Though I do not recall the exact date in 1983, I remember distinctly a day when Steve Jobs came to talk to us at Stanford about his vision for the personal computer industry. It was before the release of the first Macintosh (which would come in January 1984); Jobs was already an icon of Silicon Valley, due to the success of the Apple II. That day at Stanford, he spoke to us passionately about how our world would change with what was coming next: the graphical user interface, an operating system based on windows and icons, the first computer that would truly be personal.
I was in my second year at the Stanford Graduate School of Business, and the Apple IIs that sat in our computer center were the “coolest” computers I had ever seen. But they still used the standard paradigm and interface of their time, a command line where the user typed arcane text instructions, just as on IBM or HP minicomputers. The rudimentary demonstrations that Steve Jobs showed that day did indeed represent a radical departure from what we were used to, a more intuitive way to interact with the machine.
One of my vivid memories of the Apple CEO’s visit was the reaction of my classmates, several of whom commented that this was a concept that “speaks to me” or “the first computer that I think I could really enjoy using.”
Another recollection I have was the way Steve talked about creativity and innovation, and about his own success. He stressed his view that creativity was usually not about building something from scratch but about connecting things that already exist. And, one can certainly argue, as we did in the previous entry, that Steve Jobs was neither the engineer or the artist who created anything. For each of Apple’s hit products, he was the man with the broader vision, the one who made the connections that others had not seen.
“Connecting the dots”, as he was already calling it in the 1980s, would become the major leitmotif of his life. On another visit to Stanford, this time to deliver the now famous 2005 commencement address, Jobs chose to build his speech around three personal stories. The first of these tales was a three minute vignette about connecting the dots. He told how he learned about the art of calligraphy when he dropped out of college, and how he came to use this knowledge ten years later.
As a teenager, Jobs dropped out of Reed College in 1973, after only six months.
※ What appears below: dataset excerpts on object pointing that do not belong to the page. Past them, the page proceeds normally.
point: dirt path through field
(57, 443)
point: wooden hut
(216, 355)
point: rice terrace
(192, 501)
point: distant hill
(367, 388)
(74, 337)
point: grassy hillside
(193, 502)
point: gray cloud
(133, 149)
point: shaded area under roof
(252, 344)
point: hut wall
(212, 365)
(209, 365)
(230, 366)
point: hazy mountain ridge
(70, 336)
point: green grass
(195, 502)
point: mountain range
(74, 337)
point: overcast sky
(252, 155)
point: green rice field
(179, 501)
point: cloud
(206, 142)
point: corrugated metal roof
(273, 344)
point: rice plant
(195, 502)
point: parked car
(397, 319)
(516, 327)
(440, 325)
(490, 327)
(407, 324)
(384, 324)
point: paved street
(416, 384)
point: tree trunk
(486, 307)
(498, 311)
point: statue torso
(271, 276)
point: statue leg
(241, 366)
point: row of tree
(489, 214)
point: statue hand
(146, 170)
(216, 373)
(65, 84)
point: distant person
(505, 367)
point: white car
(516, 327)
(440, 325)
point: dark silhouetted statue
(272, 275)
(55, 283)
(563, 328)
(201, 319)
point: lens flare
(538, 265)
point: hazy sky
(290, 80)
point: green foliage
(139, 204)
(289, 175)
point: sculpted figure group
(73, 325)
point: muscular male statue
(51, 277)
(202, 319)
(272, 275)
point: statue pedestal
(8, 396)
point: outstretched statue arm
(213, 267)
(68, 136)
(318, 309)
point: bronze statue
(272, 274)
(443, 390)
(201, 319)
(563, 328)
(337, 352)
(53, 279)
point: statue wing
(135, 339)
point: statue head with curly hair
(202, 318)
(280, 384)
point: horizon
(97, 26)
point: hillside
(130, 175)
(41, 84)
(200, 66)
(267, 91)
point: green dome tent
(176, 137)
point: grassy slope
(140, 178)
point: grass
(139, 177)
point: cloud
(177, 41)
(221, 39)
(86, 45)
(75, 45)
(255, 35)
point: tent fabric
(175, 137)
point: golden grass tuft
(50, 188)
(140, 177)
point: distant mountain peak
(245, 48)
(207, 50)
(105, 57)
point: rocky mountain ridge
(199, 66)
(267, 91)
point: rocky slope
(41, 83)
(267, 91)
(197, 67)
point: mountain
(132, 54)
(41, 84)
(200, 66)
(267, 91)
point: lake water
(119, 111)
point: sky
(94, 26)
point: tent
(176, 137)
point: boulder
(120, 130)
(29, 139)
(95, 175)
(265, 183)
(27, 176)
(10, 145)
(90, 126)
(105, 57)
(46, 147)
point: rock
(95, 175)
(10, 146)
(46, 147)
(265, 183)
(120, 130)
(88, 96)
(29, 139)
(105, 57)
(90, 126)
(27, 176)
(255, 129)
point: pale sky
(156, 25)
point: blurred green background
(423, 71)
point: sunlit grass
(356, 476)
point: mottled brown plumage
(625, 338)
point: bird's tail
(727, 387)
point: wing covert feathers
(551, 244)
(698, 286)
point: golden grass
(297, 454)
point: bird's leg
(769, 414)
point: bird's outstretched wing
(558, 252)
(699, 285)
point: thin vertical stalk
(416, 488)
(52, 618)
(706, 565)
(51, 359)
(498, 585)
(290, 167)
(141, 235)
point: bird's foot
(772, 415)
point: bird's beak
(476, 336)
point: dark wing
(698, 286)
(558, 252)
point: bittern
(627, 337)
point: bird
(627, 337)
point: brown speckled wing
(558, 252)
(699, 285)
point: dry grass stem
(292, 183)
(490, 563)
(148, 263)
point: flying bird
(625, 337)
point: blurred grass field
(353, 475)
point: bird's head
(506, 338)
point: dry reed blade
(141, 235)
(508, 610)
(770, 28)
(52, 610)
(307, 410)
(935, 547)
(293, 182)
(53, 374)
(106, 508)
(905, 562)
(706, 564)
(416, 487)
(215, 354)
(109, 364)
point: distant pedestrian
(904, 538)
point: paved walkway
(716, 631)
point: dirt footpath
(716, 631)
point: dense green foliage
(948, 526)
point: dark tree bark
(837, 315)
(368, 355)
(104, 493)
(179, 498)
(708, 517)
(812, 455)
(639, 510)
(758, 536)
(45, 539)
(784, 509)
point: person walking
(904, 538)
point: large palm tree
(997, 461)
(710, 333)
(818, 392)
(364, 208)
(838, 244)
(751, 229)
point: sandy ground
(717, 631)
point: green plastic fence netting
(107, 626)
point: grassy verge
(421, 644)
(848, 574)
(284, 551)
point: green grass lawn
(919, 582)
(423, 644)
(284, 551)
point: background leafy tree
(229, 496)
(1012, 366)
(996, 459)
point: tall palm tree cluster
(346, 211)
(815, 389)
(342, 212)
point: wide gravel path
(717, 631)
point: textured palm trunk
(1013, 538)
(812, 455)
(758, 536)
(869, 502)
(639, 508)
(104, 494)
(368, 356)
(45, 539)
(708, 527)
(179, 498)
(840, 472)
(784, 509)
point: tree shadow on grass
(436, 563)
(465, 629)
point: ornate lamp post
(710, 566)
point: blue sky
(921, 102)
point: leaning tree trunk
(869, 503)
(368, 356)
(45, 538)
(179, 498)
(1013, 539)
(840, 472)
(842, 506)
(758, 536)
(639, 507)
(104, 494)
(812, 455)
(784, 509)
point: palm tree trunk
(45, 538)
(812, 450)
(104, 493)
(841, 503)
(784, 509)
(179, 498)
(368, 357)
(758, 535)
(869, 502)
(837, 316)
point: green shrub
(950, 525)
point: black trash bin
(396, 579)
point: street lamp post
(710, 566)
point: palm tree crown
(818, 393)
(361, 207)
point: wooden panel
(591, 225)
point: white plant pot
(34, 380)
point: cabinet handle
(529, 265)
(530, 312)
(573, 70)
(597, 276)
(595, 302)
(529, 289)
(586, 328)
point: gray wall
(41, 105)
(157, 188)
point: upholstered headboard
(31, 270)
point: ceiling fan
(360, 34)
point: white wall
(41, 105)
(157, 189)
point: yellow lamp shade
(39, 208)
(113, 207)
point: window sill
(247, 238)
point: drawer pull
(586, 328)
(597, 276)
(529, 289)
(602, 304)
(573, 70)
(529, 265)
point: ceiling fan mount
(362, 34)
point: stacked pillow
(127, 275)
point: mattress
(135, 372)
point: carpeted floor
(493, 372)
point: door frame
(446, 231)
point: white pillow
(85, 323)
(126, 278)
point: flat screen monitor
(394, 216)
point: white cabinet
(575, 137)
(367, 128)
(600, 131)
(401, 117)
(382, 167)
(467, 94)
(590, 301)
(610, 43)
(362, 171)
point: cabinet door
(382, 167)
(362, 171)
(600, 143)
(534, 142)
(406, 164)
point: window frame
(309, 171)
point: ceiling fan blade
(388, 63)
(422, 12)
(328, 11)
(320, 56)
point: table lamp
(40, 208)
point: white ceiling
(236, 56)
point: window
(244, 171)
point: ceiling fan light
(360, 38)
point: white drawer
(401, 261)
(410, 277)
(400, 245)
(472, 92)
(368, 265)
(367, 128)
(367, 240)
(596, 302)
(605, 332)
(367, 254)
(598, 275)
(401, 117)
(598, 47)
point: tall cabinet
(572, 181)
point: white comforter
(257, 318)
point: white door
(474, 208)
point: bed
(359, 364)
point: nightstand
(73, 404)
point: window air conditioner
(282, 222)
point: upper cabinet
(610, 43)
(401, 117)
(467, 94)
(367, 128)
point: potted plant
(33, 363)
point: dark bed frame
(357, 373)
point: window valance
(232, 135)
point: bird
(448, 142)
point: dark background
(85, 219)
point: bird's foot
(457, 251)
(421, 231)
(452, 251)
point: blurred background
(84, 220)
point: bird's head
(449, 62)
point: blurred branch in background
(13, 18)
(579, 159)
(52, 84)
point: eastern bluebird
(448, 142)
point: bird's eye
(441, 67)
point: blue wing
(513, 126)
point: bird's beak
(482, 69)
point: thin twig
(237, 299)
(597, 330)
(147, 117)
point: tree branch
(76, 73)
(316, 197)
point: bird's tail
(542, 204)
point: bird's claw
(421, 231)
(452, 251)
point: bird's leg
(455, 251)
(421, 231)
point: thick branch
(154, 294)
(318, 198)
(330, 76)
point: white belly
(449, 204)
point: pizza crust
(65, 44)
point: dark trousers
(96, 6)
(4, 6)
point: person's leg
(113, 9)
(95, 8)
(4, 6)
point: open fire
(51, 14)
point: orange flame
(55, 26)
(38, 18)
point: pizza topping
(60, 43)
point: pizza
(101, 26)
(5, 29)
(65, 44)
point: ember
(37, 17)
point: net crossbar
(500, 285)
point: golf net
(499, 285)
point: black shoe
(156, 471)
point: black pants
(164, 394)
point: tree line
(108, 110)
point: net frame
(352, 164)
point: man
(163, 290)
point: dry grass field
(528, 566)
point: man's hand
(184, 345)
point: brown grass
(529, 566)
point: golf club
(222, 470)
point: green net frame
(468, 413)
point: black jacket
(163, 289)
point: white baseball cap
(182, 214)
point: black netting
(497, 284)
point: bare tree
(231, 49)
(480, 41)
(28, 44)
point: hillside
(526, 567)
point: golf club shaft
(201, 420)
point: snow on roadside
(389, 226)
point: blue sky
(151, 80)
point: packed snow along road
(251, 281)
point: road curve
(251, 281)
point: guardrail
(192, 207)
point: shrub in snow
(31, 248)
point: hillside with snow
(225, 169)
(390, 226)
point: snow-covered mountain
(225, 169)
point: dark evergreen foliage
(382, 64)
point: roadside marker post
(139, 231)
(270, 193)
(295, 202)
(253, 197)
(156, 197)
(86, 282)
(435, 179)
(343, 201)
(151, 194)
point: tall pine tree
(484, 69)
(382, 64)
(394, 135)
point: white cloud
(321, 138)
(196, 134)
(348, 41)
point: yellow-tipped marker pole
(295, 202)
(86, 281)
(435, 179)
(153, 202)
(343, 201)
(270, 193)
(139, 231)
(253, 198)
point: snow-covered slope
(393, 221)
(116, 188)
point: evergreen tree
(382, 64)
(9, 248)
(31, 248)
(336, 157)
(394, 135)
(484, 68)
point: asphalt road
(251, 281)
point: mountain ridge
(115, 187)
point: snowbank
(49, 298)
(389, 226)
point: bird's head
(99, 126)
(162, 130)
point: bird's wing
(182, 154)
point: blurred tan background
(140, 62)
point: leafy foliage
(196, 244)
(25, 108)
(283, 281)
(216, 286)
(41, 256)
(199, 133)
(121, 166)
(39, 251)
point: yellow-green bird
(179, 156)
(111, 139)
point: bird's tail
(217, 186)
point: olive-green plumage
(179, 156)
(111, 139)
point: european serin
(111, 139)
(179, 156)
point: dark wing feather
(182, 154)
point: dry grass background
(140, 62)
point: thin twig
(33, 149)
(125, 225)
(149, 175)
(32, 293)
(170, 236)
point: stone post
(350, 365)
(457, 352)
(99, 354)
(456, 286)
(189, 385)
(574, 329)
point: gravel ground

He explains that he liked the school well enough, but that he was frustrated at the required courses he was obliged to take, many of which did not interest him. So, he quit the college, and then stayed around for another 18 months, sleeping on friends’ floors and “dropping in” on the courses that interested him.
One of these courses was calligraphy. He was fascinated by the beautiful posters he saw on campus, with carefully drawn letters that were at the same time functional and visually appealing. So, he learned all about the various typefaces, about changing the spacing between letter combinations for effect, about “what makes great typography great.” He was enthralled by the artistic subtlety of writing letters this way, of the exquisite art forms that science could simply not capture.
At the time, he could see no practical application whatsoever for this knowledge. But then, some ten years later when they were designing the original Macintosh, it all came back to him, and his study of calligraphy would change the world of computers forever. As he explained, “If I had never dropped in on that single course in college, the Mac would have never had multiple type faces or proportionally spaced fonts. And since Windows just copied the Mac, it’s likely that no personal computer would have them.”
If Apple did indeed build the first computer to pay attention to beautiful typography, it was because a teenage college dropout followed his heart and his intuition, and because years later he was able to look back and connect the dots.